Thursday, April 22, 2010

VMPlayer Supports Creating VMs

This is pretty handy. Now I don't have to find/buy a licence for VMWare Workstation when I need to create a VM for whatever I'm doing.

Sunday, April 11, 2010

MDP's in MATLAB

Right now, I'm trying to formally model OCCAM's behavior as a Markov Decision Process (MDP). Doing so will allow me to use a large variety of standard tools for testing MDPs, such as various MDP toolboxes for MATLAB. This will allow me to evaluate the suitability of different types of MDP solvers (Q-learning, value iteration, policy iteration, etc.) for OCCAM's controller.

INRA's MDP Toolbox is what I'm using at the moment. It seems to be working out pretty well. One interesting thing is that describing the problem as an MDP is very memory intensive, but solving this MDP it is not particularly CPU intensive. Currently, MATLAB is using about 3.2GB of memory (note that I *am* using sparse matrices to reduce memory consumption), but I can find a policy with the tools within a few seconds. I'll have to see if this interesting property holds when I start working on problems that truly require a long/infinite horizon solution.

Friday, December 18, 2009

Wore Out My Flash Drive

In order to make my work portable between my laptop, desktop, and any other machines I might happen to be using, I put all of my work and a lot of the applications I needed on a 32GB USB thumb drive. After 11 months of use, the drive started acting weird. Basically, the partitions/filesystem completely disappeared, and the drive was reported as being 26GB.

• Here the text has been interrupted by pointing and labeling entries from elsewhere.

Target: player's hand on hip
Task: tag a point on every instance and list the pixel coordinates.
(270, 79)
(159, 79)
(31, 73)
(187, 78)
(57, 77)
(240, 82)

I had the providence of having backed up everything that morning, so I only really lost about an hour of work. After replacing the flash drive (it was an OCZ ATV drive) with a 32GB Patriot XT drive that I bought at MicroCenter in the Denver Tech Center, I downloaded a utility OCZ uses for diagnosing and updating the firmware on their drives. Yup, the tests showed lots of bad blocks. Also interesting was that they used MLC (multi-level cell) flash on the drive (MLC is usually only good for about 10k rewrites, while SLC is good for 100k-1million+ rewrites).

I'm actually really impressed with the build quality of my old OCZ drive. That thing suffered *a lot* of abuse, and what took it down in the end was flash wearout, not any sort of mechanical breakage.

Sunday, December 13, 2009

Parallel Python is Also Cool

Parallel Python (http://www.parallelpython.com/) is a lightweight library for providing task-level parallelism in Python. It supports both SMP systems as well as clusters. Basically, to use it, you schedule a function for execution with some parameters and context and the scheduler farms out the work to Parallel Python "servers" running on other machines. Most of the annoying details of parallel programming (scheduling, etc.) are taken care of by the library.

Used it today to run a particularly long-running Python script on 27 different processor cores.